One of the many ideas I gave to a new client on yesterday’s Marketing Mentor Session was so well received, he suggested I share it with you. He’s a long-time reader, so I took his advice.
The following is a shortened version if the idea, edited to make it of wider relevance then his specific situation.
It starts like this
Every business provides a product or a service.
That product or service solves a problem for the customer.

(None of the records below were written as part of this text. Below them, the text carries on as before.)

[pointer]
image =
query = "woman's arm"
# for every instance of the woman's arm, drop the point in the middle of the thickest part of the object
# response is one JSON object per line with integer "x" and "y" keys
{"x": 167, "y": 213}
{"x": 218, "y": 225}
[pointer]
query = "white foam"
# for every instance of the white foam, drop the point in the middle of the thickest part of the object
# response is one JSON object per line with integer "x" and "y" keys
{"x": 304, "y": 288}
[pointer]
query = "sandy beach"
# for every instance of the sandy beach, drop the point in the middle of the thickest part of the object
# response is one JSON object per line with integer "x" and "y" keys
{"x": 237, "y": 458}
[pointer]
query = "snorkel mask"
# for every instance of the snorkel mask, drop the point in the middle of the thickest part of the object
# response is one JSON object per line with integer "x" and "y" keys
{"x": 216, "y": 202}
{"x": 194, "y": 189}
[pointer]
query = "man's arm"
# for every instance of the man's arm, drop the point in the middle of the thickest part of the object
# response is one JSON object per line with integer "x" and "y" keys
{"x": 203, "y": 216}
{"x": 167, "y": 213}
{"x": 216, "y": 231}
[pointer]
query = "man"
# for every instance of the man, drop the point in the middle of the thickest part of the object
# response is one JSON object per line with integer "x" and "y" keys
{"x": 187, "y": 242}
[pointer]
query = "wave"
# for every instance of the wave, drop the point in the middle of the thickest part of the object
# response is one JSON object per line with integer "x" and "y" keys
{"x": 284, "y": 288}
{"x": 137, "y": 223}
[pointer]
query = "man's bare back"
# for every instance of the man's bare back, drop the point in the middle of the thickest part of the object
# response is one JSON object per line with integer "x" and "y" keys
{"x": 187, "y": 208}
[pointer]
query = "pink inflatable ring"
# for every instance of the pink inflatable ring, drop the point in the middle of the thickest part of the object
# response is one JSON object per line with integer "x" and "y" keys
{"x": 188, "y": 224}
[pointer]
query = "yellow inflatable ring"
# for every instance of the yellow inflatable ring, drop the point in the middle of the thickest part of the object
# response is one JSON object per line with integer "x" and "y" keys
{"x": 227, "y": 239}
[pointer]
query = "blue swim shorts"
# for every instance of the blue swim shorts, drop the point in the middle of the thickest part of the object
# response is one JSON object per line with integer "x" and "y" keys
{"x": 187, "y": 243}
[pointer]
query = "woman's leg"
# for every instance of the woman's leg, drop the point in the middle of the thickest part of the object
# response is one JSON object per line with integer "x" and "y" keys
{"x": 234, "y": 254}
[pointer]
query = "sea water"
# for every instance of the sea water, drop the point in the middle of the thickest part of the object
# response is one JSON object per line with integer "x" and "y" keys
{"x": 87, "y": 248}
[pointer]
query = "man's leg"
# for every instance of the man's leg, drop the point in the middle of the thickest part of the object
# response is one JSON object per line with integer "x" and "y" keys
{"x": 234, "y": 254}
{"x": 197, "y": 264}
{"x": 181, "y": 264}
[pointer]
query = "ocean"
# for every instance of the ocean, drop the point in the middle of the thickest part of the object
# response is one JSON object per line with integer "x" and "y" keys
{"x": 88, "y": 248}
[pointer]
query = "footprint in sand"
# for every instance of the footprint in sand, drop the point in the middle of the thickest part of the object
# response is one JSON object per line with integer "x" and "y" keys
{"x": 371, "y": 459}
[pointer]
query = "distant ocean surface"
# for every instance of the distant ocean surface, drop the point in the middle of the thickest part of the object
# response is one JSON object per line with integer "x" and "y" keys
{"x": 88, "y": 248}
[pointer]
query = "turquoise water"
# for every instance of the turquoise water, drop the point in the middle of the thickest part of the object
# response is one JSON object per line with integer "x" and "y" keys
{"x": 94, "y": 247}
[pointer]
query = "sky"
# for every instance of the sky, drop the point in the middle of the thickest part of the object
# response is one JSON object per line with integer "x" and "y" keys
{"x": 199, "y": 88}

It creates a change. The customer changes from (something) to (something).
For example.
- From board to entertained.
- From confused to clear.
- From worried to confident.
- From struggling to succeeding.
- From discomfort to comfort.
- From vulnerable to safe.
- From lonely to connected.
- From loss to gain.
- From ignorant to informed.
- From broke to wealthy.
- From stressed to relaxed.
- From lost to guided.
You need to figure out the change your prospective customers are looking for. Their ‘from what’ and their ‘to what’.
Warning: The biggest danger here is believing the answer is obvious.
It usually isn’t!
Seriously.
For instance, the best coffee shops don’t take you from thirsty to quenched.
They change you by creating an attractive atmosphere. An atmosphere, where you can go from stressed to relaxed, or from tired to restored, or from lonely to connected, from stuck to creative or from bored to entertained.
The world’s top coffee shops know this. It’s what their marketing focuses on. It’s why we see very little emphasis placed on the coffee beans used, yet huge emphasis placed on the welcoming, positive atmosphere. The improvement this makes is impossible to overstate.
The world’s most expensive restaurants understand this. They don’t focus on taking you from hungry to full. You can go down the street and get the same number of calories from a burger joint for pennies. Instead, these restaurants focus on their exclusivity. They take you (and your guest) from feeling normal to feeling like a star.
How this relates to your product or service
Determine what change or changes your prospective customer is truly looking for. On the client session, we worked this out together. All I can do here, is ask you to use the coffee shop / restaurant examples as a guide.
Next.
- Focus on the ‘from what’ part. Your marketing message needs to meet them right there. It needs to talk to their current situation. It needs to address the discomfort they’re feeling. This means your message will be on the very same wavelength that they’re on. This dramatically and profoundly increases the sales impact of your marketing.
- Then focus on the ‘to what’ part. Your marketing needs to illustrate how your product or service transitions them to their end point. To the very thing they desire.
I’m not sure how useful that will be, without the conversations and answers around it from yesterday’s client session. However, I believe there’s enough there to at least get you thinking more effectively about the focus of your marketing.